Understanding when smart speakers mistakenly record conversations

Daniel J. Dubois (Northeastern University), Roman Kolcun (Imperial College London), Anna Maria Mandalari (Imperial College London), Muhammad Talha Paracha (Northeastern University), David Choffnes (Northeastern University), Hamed Haddadi (Imperial College London)

Last updated: 07/06/2020

This page contains our preliminary findings. More recent findings are available.

speakers

Summary

Voice assistants such as Amazon’s Alexa, OK Google, Apple’s Siri, and Microsoft’s Cortana are becoming increasingly pervasive in our homes, offices, and public spaces. While convenient, these systems also raise important privacy concerns—namely, what exactly are these systems recording from their surroundings, and does that include sensitive and personal conversations that were never meant to be shared with companies or their contractors? These aren’t just hypothetical concerns from paranoid users: there have been a slew of recent reports about devices constantly recording audio and cloud providers outsourcing to contractors transcription of audio recordings of private and intimate interactions

 

Anyone who has used voice assistants knows that they accidentally wake up and record when the “wake word” isn’t spoken—for example, “Seriously” sounds like the wake word “Siri” and often causes Apple’s Siri-enabled devices to start listening. There are many other anecdotal reports of everyday words in normal conversation being mistaken for wake words.  For the past six months, our team has been conducting research to go beyond anecdotes through the use of repeatable, controlled experiments that shed light on what causes voice assistants to mistakenly wake up and record.  Below, we provide a brief summary of our approach, findings so far, and their implications. This is ongoing research, and we will update this page as we learn more.

Goals and Approach

Goals: The main goals of our research are to detect if, how, when, and why smart speakers are unexpectedly recording audio from their environment (we call this activation). We are also interested in whether there are trends based on certain non-wake words, type of conversation, location, and other factors. 

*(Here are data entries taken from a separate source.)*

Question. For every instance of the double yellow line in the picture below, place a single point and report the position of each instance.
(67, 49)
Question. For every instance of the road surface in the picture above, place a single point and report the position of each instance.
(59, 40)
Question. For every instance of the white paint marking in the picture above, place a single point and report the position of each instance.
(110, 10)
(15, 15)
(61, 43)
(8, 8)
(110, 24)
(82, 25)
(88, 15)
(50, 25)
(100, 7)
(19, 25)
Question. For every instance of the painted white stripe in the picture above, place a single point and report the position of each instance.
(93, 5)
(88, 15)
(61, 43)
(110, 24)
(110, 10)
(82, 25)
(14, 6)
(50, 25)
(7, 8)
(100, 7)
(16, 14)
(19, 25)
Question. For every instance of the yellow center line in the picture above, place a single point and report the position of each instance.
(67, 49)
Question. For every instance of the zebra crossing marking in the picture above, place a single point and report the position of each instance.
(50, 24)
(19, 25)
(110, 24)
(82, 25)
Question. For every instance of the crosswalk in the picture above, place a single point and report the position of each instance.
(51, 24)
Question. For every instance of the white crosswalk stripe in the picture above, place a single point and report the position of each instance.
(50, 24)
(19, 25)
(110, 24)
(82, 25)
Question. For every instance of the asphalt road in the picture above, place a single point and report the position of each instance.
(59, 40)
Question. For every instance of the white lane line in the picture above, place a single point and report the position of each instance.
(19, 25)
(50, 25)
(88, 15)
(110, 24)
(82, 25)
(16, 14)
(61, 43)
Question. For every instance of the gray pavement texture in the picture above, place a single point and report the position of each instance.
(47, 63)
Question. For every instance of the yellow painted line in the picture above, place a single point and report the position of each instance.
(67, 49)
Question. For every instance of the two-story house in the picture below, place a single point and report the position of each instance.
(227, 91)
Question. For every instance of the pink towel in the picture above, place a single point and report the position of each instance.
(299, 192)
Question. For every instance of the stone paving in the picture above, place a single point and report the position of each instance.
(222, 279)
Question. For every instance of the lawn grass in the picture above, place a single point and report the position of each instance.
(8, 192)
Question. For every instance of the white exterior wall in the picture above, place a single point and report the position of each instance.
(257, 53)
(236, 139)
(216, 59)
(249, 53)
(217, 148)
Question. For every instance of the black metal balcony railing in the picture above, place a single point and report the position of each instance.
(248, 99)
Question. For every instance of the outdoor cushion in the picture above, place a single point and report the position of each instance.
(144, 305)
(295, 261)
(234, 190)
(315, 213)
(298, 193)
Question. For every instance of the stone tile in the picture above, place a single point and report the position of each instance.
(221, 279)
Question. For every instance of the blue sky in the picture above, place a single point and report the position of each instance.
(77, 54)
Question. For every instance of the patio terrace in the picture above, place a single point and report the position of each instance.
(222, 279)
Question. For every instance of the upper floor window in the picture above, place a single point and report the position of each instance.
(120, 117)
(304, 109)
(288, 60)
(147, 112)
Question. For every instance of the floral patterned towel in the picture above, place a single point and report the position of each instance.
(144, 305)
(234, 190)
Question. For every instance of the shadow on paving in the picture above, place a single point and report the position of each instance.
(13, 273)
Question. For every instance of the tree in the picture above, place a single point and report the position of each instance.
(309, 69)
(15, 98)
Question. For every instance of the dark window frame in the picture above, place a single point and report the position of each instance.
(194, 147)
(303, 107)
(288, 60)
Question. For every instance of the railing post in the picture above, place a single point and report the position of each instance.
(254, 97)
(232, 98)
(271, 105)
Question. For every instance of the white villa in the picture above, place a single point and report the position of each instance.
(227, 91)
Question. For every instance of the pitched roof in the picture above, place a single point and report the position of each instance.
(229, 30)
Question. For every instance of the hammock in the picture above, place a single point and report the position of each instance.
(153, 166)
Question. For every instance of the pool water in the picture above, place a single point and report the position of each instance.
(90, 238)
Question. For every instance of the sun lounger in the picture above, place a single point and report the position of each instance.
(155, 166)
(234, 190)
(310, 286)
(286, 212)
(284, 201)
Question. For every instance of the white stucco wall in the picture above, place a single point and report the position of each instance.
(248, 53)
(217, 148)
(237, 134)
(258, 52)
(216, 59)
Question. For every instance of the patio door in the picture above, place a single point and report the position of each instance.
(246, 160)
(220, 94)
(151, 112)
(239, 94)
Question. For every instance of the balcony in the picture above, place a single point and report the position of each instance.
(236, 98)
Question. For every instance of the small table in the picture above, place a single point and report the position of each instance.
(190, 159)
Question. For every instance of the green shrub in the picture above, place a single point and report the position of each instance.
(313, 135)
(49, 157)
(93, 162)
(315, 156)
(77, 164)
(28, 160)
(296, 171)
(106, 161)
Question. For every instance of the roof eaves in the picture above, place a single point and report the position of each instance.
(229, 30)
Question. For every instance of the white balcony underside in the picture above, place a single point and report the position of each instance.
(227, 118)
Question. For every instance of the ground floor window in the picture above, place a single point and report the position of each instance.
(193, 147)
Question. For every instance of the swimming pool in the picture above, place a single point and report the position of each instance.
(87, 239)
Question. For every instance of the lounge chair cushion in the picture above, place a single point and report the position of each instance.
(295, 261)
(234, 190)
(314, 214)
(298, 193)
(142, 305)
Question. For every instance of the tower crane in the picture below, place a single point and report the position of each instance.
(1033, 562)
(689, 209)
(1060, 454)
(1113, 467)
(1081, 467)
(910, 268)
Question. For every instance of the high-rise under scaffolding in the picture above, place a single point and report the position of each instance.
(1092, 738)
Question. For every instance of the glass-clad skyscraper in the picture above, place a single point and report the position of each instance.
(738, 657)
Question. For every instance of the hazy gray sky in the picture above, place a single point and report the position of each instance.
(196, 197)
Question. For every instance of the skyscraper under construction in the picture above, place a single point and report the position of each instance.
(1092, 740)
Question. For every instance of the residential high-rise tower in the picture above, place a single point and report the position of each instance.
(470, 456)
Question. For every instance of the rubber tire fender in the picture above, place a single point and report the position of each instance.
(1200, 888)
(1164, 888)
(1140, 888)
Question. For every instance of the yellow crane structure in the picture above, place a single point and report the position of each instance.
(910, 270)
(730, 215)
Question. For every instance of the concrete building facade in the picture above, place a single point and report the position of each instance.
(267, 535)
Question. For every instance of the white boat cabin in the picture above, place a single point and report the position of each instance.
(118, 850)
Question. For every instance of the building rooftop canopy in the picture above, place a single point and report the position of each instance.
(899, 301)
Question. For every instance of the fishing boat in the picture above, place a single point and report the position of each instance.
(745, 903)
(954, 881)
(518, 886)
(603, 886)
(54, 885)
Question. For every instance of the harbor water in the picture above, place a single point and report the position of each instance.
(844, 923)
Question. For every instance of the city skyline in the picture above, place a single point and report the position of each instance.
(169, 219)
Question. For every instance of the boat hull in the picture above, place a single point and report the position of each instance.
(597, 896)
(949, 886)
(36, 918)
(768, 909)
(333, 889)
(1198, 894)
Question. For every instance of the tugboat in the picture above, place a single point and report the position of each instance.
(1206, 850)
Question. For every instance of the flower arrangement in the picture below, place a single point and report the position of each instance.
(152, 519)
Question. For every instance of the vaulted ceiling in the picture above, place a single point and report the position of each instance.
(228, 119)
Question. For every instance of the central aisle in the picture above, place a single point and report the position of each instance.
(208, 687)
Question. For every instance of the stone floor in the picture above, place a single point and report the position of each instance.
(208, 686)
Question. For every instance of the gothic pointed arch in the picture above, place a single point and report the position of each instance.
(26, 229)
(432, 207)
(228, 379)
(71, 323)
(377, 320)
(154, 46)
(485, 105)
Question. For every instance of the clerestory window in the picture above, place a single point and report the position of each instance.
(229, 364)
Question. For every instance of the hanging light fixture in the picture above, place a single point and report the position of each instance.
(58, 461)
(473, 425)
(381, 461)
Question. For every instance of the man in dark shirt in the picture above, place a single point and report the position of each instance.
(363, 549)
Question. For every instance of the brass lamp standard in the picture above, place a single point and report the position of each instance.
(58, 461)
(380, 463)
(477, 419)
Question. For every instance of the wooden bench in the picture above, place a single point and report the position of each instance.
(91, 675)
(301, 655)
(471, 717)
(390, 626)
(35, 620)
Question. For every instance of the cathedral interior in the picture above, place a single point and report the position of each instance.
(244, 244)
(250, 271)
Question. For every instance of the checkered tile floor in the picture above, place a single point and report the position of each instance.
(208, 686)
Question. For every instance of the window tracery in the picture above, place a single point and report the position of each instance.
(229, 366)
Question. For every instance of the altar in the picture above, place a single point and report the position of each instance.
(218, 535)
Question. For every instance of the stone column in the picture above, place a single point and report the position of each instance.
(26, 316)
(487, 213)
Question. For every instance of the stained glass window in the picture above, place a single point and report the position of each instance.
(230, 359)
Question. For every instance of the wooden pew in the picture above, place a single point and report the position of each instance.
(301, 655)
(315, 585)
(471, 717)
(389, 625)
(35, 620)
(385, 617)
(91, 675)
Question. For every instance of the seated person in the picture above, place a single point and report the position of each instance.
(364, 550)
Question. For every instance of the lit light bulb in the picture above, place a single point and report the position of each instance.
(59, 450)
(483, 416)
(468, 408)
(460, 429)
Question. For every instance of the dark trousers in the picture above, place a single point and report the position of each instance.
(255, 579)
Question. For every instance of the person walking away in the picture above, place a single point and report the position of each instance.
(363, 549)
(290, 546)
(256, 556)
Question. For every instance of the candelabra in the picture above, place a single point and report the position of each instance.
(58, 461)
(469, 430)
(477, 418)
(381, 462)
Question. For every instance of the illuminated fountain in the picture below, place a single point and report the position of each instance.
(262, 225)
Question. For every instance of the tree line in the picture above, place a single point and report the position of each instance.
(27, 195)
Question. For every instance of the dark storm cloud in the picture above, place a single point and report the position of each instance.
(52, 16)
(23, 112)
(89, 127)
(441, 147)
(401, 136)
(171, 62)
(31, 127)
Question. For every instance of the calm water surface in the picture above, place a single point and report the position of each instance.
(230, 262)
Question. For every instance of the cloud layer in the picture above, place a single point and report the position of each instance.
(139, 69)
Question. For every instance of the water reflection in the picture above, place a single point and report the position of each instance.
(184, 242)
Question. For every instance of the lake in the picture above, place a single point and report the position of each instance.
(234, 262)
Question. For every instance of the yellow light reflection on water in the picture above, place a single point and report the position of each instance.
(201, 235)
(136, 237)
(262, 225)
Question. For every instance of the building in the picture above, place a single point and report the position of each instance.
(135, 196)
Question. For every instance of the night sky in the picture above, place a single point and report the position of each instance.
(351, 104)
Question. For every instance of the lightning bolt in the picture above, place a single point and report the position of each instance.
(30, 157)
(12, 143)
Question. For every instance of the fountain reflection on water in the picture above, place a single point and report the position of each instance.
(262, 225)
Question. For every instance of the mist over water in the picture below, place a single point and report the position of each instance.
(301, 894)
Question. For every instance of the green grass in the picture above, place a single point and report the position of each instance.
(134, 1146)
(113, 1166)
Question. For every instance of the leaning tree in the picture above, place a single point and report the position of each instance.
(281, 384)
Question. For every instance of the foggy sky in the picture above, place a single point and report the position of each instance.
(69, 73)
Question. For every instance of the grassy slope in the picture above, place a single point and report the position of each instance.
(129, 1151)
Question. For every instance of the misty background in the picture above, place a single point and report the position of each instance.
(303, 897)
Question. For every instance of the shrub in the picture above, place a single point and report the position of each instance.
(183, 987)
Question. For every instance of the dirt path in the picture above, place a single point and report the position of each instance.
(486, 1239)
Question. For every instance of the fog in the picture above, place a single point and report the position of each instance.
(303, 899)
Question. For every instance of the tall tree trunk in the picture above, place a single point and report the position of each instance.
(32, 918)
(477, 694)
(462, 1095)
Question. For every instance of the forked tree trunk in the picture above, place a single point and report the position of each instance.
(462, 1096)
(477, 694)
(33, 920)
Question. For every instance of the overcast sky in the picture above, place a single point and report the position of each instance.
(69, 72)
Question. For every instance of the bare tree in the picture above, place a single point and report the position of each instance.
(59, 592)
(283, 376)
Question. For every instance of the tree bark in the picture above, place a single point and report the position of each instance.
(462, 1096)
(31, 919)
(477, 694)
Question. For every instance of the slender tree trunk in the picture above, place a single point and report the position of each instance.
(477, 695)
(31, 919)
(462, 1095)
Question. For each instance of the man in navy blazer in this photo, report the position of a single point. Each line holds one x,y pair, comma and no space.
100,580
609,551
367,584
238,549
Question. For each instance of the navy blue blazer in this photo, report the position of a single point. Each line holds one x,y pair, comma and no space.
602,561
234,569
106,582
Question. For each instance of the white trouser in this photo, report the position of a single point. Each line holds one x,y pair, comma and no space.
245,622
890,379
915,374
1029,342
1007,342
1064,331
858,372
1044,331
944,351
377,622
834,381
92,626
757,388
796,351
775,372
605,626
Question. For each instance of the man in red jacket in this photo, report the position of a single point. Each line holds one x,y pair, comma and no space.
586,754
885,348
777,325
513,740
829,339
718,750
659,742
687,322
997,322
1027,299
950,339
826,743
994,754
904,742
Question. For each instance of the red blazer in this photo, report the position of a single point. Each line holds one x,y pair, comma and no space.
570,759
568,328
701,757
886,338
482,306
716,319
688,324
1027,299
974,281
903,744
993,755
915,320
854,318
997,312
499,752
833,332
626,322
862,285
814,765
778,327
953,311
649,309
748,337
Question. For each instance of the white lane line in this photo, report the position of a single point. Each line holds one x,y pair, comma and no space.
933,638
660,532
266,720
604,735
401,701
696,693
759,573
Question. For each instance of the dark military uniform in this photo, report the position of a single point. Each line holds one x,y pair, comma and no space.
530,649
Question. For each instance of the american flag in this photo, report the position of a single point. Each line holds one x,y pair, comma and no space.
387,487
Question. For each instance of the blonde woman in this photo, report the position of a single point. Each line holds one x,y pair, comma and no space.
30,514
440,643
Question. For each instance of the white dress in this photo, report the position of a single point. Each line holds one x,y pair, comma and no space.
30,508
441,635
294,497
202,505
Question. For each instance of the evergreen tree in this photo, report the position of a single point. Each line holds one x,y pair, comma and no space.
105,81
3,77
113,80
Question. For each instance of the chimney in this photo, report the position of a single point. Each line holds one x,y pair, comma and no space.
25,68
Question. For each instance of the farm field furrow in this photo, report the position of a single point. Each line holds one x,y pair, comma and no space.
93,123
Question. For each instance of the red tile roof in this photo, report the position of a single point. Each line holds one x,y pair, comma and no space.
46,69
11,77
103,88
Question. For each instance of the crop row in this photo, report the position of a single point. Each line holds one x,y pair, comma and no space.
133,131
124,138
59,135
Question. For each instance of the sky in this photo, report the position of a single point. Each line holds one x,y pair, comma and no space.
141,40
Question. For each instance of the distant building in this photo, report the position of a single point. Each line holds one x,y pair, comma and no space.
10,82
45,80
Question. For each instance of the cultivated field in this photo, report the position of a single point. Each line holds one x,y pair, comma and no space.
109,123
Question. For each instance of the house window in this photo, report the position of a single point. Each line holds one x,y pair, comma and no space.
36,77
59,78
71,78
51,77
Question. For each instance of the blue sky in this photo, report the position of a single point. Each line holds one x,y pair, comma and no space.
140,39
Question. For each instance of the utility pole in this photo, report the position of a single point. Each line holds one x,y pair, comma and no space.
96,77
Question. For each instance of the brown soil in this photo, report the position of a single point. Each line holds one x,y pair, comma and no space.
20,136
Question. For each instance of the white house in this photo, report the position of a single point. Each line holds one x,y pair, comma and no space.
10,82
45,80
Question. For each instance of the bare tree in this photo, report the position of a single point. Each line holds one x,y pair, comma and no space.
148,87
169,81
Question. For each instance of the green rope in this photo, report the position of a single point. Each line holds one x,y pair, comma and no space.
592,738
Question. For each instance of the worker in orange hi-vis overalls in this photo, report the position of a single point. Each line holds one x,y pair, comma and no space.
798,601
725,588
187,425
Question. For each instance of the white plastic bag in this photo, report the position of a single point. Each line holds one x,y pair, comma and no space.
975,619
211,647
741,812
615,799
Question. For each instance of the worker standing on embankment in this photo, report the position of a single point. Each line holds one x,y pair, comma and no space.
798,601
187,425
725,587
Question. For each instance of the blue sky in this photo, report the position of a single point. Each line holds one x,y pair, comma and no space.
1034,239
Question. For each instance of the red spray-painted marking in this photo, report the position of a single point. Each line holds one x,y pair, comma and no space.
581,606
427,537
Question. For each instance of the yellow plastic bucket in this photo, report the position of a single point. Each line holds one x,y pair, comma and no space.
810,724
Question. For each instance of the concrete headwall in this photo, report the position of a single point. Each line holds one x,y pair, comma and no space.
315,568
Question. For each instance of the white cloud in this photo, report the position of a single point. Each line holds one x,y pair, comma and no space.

Approach: When figuring out what smart speakers listen and wake up to, we need to expose them to spoken words. And if we are to uncover any patterns in what causes devices to wake up, we further need repeatable, native-speaker, conversational audio—along with corresponding text that was spoken at each moment. In theory, we could accomplish this using researchers who speak from scripts, but this would take an enormous amount of time and would cover only a small number of people’s voices. 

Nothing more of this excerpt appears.